Pada prinsipnya berguru merupakan berbuat. Berbuat untuk merubah tingkah laku, jadi melaksanakan kegiatan. Tidak ada belajar, apabila tidak ada aktivitas. Itulah sebabnya acara merupakan prinsip atau asas yang sungguh penting di dalam interaksi belajar-mengajar (Sardiman, 2008: 96).
Menurut persepsi psikologi setiap akseptor didik cuma berguru 10% dari yang dibaca, 20 % dari yang didengar, 30 % dari yang dilihat, 50 % dari yang dilihat dan didengar, 70% dari yang dikatakan, dan 90 % dari yang dibilang dan dilaksanakan (Ramayulis, 2005: 99).
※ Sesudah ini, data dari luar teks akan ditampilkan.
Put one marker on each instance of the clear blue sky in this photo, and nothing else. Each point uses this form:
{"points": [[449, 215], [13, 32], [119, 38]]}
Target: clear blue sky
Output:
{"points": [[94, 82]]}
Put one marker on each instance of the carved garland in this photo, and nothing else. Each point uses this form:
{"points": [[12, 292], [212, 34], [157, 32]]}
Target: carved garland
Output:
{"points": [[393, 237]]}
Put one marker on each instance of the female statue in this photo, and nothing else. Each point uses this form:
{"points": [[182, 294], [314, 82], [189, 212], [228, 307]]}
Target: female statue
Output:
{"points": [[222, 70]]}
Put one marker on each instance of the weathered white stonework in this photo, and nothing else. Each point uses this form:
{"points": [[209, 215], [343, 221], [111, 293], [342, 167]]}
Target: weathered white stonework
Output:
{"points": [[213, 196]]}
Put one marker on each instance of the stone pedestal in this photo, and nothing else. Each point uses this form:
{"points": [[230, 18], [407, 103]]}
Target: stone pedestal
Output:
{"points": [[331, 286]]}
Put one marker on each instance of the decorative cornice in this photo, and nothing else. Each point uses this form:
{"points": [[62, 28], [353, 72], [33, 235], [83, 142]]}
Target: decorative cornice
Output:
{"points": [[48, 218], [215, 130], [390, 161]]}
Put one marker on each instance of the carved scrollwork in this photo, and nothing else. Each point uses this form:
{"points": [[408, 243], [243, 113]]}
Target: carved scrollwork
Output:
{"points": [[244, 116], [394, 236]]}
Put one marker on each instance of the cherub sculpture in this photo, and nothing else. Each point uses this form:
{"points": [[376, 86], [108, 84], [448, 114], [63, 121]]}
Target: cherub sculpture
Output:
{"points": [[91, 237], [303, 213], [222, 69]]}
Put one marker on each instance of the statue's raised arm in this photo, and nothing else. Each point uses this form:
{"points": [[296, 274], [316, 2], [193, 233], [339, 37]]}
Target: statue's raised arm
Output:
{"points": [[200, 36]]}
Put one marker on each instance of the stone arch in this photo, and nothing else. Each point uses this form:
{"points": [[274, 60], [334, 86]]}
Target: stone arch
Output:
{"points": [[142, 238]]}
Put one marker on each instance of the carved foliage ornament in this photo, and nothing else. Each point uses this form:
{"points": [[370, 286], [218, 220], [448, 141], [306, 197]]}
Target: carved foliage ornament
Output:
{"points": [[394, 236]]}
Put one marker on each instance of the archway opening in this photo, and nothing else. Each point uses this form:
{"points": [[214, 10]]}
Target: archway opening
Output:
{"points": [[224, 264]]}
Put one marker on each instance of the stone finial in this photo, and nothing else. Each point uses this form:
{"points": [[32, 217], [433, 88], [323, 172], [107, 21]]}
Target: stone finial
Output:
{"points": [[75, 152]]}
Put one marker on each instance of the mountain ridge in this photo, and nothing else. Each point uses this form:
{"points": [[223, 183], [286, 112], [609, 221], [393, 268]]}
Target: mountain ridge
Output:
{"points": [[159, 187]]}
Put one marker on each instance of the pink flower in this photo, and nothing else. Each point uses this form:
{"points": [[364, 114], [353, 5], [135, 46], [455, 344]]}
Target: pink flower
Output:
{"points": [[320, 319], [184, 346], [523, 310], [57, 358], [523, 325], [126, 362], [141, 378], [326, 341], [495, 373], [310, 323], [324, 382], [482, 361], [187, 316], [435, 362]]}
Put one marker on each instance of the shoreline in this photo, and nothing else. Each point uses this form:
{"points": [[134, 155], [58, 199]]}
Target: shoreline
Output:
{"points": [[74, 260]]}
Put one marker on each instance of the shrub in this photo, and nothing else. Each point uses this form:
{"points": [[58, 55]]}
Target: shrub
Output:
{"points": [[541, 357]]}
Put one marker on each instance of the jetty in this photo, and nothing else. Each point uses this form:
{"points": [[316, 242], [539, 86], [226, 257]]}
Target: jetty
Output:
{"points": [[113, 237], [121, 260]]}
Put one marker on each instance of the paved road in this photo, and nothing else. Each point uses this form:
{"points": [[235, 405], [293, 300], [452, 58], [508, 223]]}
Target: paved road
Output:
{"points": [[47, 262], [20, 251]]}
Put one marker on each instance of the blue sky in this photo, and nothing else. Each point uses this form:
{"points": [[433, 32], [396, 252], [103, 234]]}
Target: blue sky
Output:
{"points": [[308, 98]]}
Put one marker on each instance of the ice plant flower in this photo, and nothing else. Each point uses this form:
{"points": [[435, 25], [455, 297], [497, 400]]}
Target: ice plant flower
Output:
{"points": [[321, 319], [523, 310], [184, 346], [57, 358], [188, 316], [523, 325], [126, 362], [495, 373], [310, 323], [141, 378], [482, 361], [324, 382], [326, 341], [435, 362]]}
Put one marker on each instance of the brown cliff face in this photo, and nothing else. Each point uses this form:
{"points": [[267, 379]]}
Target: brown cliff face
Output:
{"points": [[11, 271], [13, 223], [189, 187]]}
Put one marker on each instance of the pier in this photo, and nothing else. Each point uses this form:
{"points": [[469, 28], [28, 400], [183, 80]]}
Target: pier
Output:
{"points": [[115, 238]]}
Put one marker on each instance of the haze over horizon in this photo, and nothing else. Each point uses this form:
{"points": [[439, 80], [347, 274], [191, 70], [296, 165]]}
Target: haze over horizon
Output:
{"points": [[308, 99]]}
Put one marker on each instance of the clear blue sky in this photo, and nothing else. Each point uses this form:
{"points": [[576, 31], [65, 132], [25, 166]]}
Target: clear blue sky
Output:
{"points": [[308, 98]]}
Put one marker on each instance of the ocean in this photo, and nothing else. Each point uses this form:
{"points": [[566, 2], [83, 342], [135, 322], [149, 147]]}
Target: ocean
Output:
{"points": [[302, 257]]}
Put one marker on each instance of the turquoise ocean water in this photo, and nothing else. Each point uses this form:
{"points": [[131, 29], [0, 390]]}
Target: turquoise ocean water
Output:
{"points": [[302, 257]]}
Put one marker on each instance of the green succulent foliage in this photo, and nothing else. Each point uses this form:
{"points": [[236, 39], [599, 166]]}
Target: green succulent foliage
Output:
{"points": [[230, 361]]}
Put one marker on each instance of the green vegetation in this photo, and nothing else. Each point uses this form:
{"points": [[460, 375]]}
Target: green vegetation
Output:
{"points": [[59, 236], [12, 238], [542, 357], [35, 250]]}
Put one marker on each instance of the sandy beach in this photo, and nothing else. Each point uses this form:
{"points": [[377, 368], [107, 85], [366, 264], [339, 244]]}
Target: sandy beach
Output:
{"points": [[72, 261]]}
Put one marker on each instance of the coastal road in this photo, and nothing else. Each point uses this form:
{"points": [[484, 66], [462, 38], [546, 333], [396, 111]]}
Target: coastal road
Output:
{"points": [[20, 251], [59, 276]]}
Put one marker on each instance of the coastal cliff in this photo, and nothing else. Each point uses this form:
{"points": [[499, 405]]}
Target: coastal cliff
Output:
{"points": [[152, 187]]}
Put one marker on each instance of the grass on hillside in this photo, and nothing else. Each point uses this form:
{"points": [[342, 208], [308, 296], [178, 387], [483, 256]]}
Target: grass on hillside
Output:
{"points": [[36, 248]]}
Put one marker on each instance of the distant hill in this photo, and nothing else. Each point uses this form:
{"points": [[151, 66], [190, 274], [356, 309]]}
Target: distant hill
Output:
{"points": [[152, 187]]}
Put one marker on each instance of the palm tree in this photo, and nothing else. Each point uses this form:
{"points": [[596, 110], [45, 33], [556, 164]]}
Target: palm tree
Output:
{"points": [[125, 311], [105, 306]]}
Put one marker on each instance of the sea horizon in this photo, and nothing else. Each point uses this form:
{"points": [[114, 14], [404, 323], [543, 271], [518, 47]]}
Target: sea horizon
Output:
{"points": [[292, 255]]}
Jean Jaques Rousseau, tokoh utama teori naturalisme, beropini bahwa anak memiliki sejumlah potensi atau kemampuan. mereka beranggapan bahwa individu bukan saja memiliki potensi atau kesanggupan untuk berbuat atau melaksanakan banyak sekali tugas, namun juga memiliki kemauan dan kesanggupan untuk berguru dan meningkat sendiri (Abuddin, 2012: 33).
Montessori sebagaimana dikutip Sardiman (2008: 96) juga memastikan bahwa belum dewasa memiliki tenaga-tenaga untuk meningkat sendiri, membentuk sendiri. Pendidik akan berperan pembimbing dan mengamati kemajuan anak didiknya. Pernyataan Montessori ini menampilkan isyarat bahwa yang lebih banyak melaksanakan acara di dalam pembentukan diri merupakan anak itu sendiri.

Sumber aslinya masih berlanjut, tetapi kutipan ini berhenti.